刚缝好的伤口被打裂,尖锐的刺痛从额头直窜入颅内。
夏明薇拉住霍母。
“阿姨,推迟婚礼和小渔受伤无关。
是我和阿言不喜欢现在的婚礼风格,想重新……你就是心太软了。”
霍母拍了拍她的手背。
“当年就是**搞得你霍叔叔神魂颠倒,最后连命都搭进去了。
现在她又缠着我儿子不放。
一家子,没一个要脸的!”
走廊里来往的脚步慢了。
“真不要脸,年纪轻轻破坏别人家庭。”
“扇一巴掌算是轻的了,应该扒光了去游街。”
“听说**也不是什么好货色,有其母必有其女。”
……议论声像针一样扎进皮肉。
而八年前,那个拿命威胁霍母,要她停止对我和母亲网暴的霍靳言,此刻只是沉默地站着。
我攥着床单的指节发白。
“我妈和霍叔叔清清白白,他是被你**的。”
当年,她造谣我妈和霍叔叔,不仅让我妈患上抑郁症,还害死了自己的丈夫。
霍母瞬间变了脸色。
“小**,我今天非撕烂你的嘴!”
“妈,这里是医院!”
她扬起的手被霍靳言截住。
“薇薇工作的地方,你这样闹,也不怕她被同事笑话。”
一股涩意顺着喉咙往上涌。
我和我妈被泼脏水,他看不见;我挨了霍母一个巴掌,半边脸滚烫,他看不见。
可一牵扯到夏明薇,他立即站出来了。
我背过身,眼泪无声砸落。
“都出去,我要休息。”
霍靳言拉着霍母走了。
不多时,我也离开医院。
打开婚房的门,里面堆满了霍靳言给我买的礼物。
品牌新出的高定成衣,拍卖会上重金拍下的首饰,以及他每次出差给我带的特产。
我曾不止一次说够多了。
他却将头埋进我的颈窝,语气温柔地能溺死人。
“哪里够,我要把全世界的好东西都搬回来给你。”
收回思绪,我将几件旧衣服塞进行李箱,抬脚阔别这个住了八年的家。
刚走到门口,身后响起霍靳言的声音。
“江渔。”
他挡在我身前。
“管家说,首饰盒是空的。”
“不可能。”
走之前,我亲自检查过。
“戒指交出来。”
他眉峰紧蹙。
“婚礼若再被推迟,薇薇会被人说闲话!”
我咬紧下唇。
“我没拿。
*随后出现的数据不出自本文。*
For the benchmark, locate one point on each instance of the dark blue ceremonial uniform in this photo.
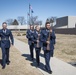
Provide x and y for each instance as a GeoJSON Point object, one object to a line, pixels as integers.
{"type": "Point", "coordinates": [30, 36]}
{"type": "Point", "coordinates": [48, 53]}
{"type": "Point", "coordinates": [5, 44]}
{"type": "Point", "coordinates": [37, 48]}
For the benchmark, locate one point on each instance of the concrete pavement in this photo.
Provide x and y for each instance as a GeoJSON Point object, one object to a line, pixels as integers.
{"type": "Point", "coordinates": [58, 67]}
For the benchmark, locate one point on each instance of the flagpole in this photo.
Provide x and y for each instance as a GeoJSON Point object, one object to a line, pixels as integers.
{"type": "Point", "coordinates": [29, 13]}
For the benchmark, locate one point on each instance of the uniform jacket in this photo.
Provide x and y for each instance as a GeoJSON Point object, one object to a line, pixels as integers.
{"type": "Point", "coordinates": [5, 38]}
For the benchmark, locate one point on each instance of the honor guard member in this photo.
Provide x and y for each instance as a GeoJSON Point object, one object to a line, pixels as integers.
{"type": "Point", "coordinates": [48, 39]}
{"type": "Point", "coordinates": [30, 36]}
{"type": "Point", "coordinates": [37, 43]}
{"type": "Point", "coordinates": [5, 34]}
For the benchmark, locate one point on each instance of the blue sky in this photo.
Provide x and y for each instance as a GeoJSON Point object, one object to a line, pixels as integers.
{"type": "Point", "coordinates": [42, 8]}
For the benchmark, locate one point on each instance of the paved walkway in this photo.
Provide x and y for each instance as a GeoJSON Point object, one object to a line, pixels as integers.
{"type": "Point", "coordinates": [58, 67]}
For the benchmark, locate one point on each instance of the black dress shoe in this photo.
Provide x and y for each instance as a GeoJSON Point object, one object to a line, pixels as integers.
{"type": "Point", "coordinates": [8, 62]}
{"type": "Point", "coordinates": [49, 71]}
{"type": "Point", "coordinates": [46, 68]}
{"type": "Point", "coordinates": [3, 67]}
{"type": "Point", "coordinates": [37, 64]}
”
这时,夏明薇捧着婚纱从屋内走出来。
“小渔,你如果有不满,大可直说。”
她声音哽咽。
“这套婚纱是阿言提前半年,专程找法国设计师定制的,他的一片苦心,你怎么能狠心毁掉?”
我的心猛地一沉。
五分钟前还完好无损的婚纱,此时布满了剪痕。
霍靳言脸色瞬间铁青。
“我妈说得没错。
你们母女根本是一路货色,为留在霍家不择手段!”
话落,“啪”一声脆响。
我右手掌心发麻,止不住的颤抖。
当年被网暴,我站上顶楼,是他跪着求我下来,口口声声说相信我,相信我妈。
霍靳言顶了顶腮,没再看我。
“搜!
把戒指找出来。”
佣人一拥而上,我的行李箱被夺走。
里面的东西散落一地,我和母亲唯一的合照也被踩在脚底。
几名佣人伸手来扯我的衣服,玉牌应声而断。
母亲留给我的唯一念想顷刻间碎成了几半。
“住手!”
我小心翼翼地捡起地上的碎玉。
霍靳言愣住。
在听到夏明薇的啜泣声后,又冷下脸。
“少装可怜,那枚戒指够买你十块破玉了,继续搜!”
“我自己来。”
我木然起身。
一件件褪去外套、衬衣、鞋袜。
霍靳言的脸也一点点沉下去。
最后只剩贴身衣物时,他终于厉声喝止。
“够了。”
他脱下外套,快步上前想为我披上。
被我拂开,然后看着他道。
“霍靳言,我们分手吧。”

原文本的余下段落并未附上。